Bariatric Surgery: BMI Disputed as Key Eligibility Criterion

Larry Hand

October 22, 2013

Although body mass index (BMI) is often used as a threshold to determine eligibility for bariatric surgery, other factors such as age and type 2 diabetes status may be better predictors of 10-year mortality for obese individuals, according to an article published online October 16 in JAMA Surgery.

On the basis of their study of 15,394 obese patients included in the United Kingdom General Practice Research Database, Raj S. Padwal, MD, from the Department of Medicine, University of Alberta, Edmonton, Canada, and colleagues argue that BMI should no longer be used as the main eligibility criterion for bariatric surgery.

The authors included in their analysis patients aged 18 to 65 years who had a BMI of 35 kg/m2 or higher, as well as patients with a BMI of 30 to 34.9 kg/m2 who also had an obesity-related comorbidity, including hypertension, dyslipidemia, heart failure, type 2 diabetes, and cerebrovascular disease (CVD). The patients had an average BMI of 36.2 kg/m2, and they had become eligible for bariatric surgery between January 1 and December 31, 1998.

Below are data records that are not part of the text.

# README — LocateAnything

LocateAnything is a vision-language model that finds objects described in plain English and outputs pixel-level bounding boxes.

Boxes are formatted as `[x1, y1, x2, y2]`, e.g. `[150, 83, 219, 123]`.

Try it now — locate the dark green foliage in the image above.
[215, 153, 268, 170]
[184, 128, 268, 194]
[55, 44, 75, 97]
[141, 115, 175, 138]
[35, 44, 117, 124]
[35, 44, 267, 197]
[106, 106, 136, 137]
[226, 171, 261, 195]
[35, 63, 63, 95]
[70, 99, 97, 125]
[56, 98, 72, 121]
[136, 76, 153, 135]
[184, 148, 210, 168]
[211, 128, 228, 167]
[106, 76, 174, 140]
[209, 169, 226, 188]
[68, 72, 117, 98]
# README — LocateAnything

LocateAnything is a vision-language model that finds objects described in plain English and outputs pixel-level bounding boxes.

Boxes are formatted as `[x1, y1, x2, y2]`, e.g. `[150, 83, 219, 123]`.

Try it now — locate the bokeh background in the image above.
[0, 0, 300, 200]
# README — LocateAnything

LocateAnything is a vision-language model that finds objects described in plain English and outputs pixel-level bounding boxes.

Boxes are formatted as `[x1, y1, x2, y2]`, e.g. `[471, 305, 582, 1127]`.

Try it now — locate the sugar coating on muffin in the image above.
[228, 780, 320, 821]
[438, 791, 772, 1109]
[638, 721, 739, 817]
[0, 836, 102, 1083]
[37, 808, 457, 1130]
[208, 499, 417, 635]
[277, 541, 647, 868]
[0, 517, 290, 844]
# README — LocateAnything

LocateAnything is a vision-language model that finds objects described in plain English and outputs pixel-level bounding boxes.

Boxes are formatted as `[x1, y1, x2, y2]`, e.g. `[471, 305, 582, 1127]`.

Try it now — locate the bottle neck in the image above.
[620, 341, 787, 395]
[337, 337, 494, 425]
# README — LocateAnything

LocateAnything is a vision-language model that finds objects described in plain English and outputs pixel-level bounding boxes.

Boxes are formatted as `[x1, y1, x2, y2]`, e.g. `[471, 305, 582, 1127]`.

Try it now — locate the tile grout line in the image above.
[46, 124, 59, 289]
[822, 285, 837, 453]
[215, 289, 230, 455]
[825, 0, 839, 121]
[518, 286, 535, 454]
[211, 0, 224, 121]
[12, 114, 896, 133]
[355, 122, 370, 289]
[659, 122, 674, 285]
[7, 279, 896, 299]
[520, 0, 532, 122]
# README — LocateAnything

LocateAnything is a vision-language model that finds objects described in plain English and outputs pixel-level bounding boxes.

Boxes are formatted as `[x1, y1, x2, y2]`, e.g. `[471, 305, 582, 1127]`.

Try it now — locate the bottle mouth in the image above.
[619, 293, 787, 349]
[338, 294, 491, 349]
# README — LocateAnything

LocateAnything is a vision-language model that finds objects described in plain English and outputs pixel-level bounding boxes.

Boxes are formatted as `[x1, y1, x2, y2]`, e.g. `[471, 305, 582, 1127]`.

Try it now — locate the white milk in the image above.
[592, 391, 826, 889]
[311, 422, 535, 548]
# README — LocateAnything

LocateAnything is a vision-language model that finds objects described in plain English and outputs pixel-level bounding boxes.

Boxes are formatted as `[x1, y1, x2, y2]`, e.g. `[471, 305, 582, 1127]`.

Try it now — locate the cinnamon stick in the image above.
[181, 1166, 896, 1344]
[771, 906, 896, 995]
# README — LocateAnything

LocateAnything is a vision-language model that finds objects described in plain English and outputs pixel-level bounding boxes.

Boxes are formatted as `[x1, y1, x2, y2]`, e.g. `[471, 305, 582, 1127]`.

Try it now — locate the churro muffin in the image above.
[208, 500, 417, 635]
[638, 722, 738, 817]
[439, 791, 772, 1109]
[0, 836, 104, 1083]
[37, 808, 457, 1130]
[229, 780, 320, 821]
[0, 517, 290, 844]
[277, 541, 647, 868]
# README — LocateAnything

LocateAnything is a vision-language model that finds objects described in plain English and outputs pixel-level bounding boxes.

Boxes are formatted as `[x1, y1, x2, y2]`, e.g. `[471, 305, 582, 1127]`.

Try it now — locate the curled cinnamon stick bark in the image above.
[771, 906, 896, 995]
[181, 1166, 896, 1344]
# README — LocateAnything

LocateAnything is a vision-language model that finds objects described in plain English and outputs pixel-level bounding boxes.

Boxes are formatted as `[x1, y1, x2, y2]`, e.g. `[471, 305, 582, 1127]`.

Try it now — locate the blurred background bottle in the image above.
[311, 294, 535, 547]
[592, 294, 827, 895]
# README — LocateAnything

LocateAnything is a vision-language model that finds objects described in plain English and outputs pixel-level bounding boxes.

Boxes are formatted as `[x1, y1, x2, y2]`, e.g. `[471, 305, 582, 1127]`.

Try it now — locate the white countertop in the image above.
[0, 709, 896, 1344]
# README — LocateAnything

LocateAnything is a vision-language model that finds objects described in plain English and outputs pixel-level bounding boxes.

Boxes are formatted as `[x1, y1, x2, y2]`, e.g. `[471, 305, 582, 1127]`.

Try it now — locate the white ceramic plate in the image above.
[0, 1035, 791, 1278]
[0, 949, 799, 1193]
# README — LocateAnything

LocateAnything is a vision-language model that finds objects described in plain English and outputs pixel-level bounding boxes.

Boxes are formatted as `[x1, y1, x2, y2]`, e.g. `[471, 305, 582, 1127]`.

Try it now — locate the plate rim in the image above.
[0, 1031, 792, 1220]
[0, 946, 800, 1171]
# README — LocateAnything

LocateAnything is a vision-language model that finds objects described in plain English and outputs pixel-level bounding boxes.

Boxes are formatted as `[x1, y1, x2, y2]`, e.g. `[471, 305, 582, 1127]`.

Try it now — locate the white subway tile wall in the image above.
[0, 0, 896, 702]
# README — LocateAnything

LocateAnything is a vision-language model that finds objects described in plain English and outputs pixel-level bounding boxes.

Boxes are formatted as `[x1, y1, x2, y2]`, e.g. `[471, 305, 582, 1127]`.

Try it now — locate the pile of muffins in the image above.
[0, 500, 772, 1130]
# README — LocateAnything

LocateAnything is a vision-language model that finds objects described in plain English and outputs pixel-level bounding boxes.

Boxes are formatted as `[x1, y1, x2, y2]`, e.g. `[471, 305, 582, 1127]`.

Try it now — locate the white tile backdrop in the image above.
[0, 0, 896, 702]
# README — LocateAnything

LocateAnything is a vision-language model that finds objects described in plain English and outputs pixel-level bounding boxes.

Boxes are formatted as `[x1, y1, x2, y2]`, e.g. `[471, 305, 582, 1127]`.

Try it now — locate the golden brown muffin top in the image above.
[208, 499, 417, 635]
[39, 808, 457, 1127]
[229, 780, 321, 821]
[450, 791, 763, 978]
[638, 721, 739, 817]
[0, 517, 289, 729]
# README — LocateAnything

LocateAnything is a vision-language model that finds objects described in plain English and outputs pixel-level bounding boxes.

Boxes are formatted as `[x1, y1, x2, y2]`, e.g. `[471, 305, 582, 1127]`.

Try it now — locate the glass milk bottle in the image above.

Using a binary logistic regression analysis, the researchers developed a clinical prediction rule for 10-year all-cause mortality. They found that a simple 4-variable prediction rule can be used to predict 10-year mortality in obese individuals eligible for bariatric surgery, with the 4 variables being age, sex, smoking, and diabetes. Although BMI was significantly related to mortality, its inclusion in the model did not improve its accuracy.

"Age, type 2 diabetes mellitus, male sex, smoking, BMI, coronary artery disease, and CVD were significant predictors of all-cause mortality, with age and diabetes having the largest impact," the researchers write.

Odds ratios for their final model turned out to be age, at 1.09 per year (95% confidence interval [CI], 1.07 - 1.10); type 2 diabetes, at 2.25 (95% CI, 1.76 - 2.87); current smoking, at 1.62 (95% CI, 1.28 - 2.06); and male sex, at 1.50 (95% CI, 1.20 - 1.87).

"Our results challenge conventional wisdom emphasizing the importance of BMI as a prognostic indicator for mortality in individuals eligible for bariatric surgery and, of equal import, the practice of using BMI as a surrogate for long-term prognosis," the researchers write.

This research follows closely other researchers' conclusions that BMI was not a strong predictor of diabetes remission after Roux-en-Y gastric bypass surgery.

The prediction rule the current researchers developed enables clinicians to calculate risk on the basis of individuals' characteristics, they write. Such individual quantification could be used to make decisions about allocating bariatric surgery procedures in environments "where large demand-supply gaps exist," they write.

"We know that BMI correlates at least to a degree with risk of surgery. The problem is that BMI doesn't accurately reflect adiposity," Scott Shikora, MD, director of the Center for Metabolic Health and Bariatric Surgery at Brigham and Women's Hospital, Boston, Massachusetts, told Medscape Medical News. He was not involved in the study.

That caveat aside, Dr. Shikora said he had a couple of concerns about the study. "The BMI mean was 36.2, and that's on the low side. That can skew the data. The average BMI of most bariatric programs is probably between 45 and 55, depending on if it's inner city or not," Dr. Shikora explained. "The all-cause mortality was 2.1%. That seems to me to be a bit high. Other than that, I think what the study is saying makes sense."

The authors note that a limitation of the study includes the possible lack of generalizability to a population outside the United Kingdom.

The researchers conclude, "[O]ur findings demonstrate that factors other than BMI are important in predicting the risk of death in patients eligible for bariatric surgery and that, of the obesity-related comorbidities, type 2 diabetes mellitus is the most important mortality predictor. Given that diabetes mellitus is highly amenable to surgical treatment, a strong case could be made for prioritizing it over BMI or other comorbidities."

This research was supported by the Canadian Institutes of Health Research. One coauthor has received honoraria from and has consulted for Ethicon Endo-Surgery, Covidien, and Gore, and one coauthor has received research funding from Johnson and Johnson and Ethicon Endo-Surgery and has consulted for Johnson and Johnson, Ethicon Endo-Surgery, Covidien, Bard, Baxter, and Olympus. The other authors have disclosed no relevant financial relationships.